GQM (goal, question, metric) is an established goal-oriented approach to software metrics to improve and measure software quality.

== History ==
GQM has been promoted by Victor Basili of the University of Maryland, College Park and the Software Engineering Laboratory at the NASA Goddard Space Flight Center after supervising a Ph.D. thesis by Dr. David M. Weiss. Dr. Weiss' work was inspired by the work of Albert Endres at IBM Germany.

== Method ==
GQM defines a measurement model on three levels:
- 1. Conceptual level (Goal)
  A goal is defined for an object, for a variety of reasons, with respect to various models of quality, from various points of view and relative to a particular environment.
- 2. Operational level (Question)
  A set of questions is used to define models of the object of study and then focuses on that object to characterize the assessment or achievement of a specific goal.
- 3. Quantitative level (Metric)
  A set of metrics, based on the models, is associated with every question in order to answer it in a measurable way.

=== GQM stepwise ===
Another interpretation of the procedure is:

1. Planning
2. Definition
3. Data collection
4. Interpretation

=== Sub-steps ===
Sub-steps are needed for each phases.
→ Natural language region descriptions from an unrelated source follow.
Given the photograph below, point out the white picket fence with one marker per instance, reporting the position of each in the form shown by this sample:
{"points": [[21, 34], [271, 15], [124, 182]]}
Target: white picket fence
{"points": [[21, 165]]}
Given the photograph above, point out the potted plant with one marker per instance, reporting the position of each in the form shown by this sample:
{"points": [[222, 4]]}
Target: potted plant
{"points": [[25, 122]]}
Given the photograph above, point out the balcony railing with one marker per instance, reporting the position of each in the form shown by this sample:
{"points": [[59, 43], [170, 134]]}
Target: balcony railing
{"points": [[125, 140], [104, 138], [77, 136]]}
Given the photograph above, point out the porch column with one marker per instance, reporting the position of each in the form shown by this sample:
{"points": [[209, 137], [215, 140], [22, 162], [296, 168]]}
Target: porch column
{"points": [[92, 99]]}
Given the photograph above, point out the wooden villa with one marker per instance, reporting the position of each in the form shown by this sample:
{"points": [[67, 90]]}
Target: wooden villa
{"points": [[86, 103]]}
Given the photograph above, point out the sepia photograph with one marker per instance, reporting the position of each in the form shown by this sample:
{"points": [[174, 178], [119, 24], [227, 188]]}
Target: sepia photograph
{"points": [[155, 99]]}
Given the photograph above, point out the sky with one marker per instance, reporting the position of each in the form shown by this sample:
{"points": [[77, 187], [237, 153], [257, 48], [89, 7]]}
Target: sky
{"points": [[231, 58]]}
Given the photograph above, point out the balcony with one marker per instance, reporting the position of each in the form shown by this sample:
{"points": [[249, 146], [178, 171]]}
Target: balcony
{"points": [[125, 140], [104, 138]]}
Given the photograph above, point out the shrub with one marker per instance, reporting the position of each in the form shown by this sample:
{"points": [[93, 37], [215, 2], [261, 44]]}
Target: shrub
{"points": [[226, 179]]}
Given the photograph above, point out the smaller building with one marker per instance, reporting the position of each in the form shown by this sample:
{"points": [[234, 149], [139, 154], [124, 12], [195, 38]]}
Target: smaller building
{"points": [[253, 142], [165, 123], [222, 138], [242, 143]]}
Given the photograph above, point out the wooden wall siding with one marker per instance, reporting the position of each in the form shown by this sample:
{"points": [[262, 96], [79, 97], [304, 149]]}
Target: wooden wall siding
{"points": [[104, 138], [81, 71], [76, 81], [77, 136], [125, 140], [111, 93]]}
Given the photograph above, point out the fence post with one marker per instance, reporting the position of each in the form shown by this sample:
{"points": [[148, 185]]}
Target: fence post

To complete the definition phase, an eleven-step procedure is proposed:

1. Define measurement goals
2. Review or produce software process models
3. Conduct GQM interviews
4. Define questions and hypotheses
5. Review questions and hypotheses
6. Define metrics
7. Check metrics on consistency and completeness
8. Produce GQM plan
9. Produce measurement plan
10. Produce analysis plan
11. Review plans

==Recent developments==

The GQM+Strategies approach was developed by Victor Basili and a group of researchers from the Fraunhofer Society. It is based on the Goal Question Metric paradigm and adds the capability to create measurement programs that ensure alignment between business goals and strategies, software-specific goals, and measurement goals.

Novel application of GQM towards business data are described. Specifically in the software engineering areas of Quality assurance and Testing, GQM is used.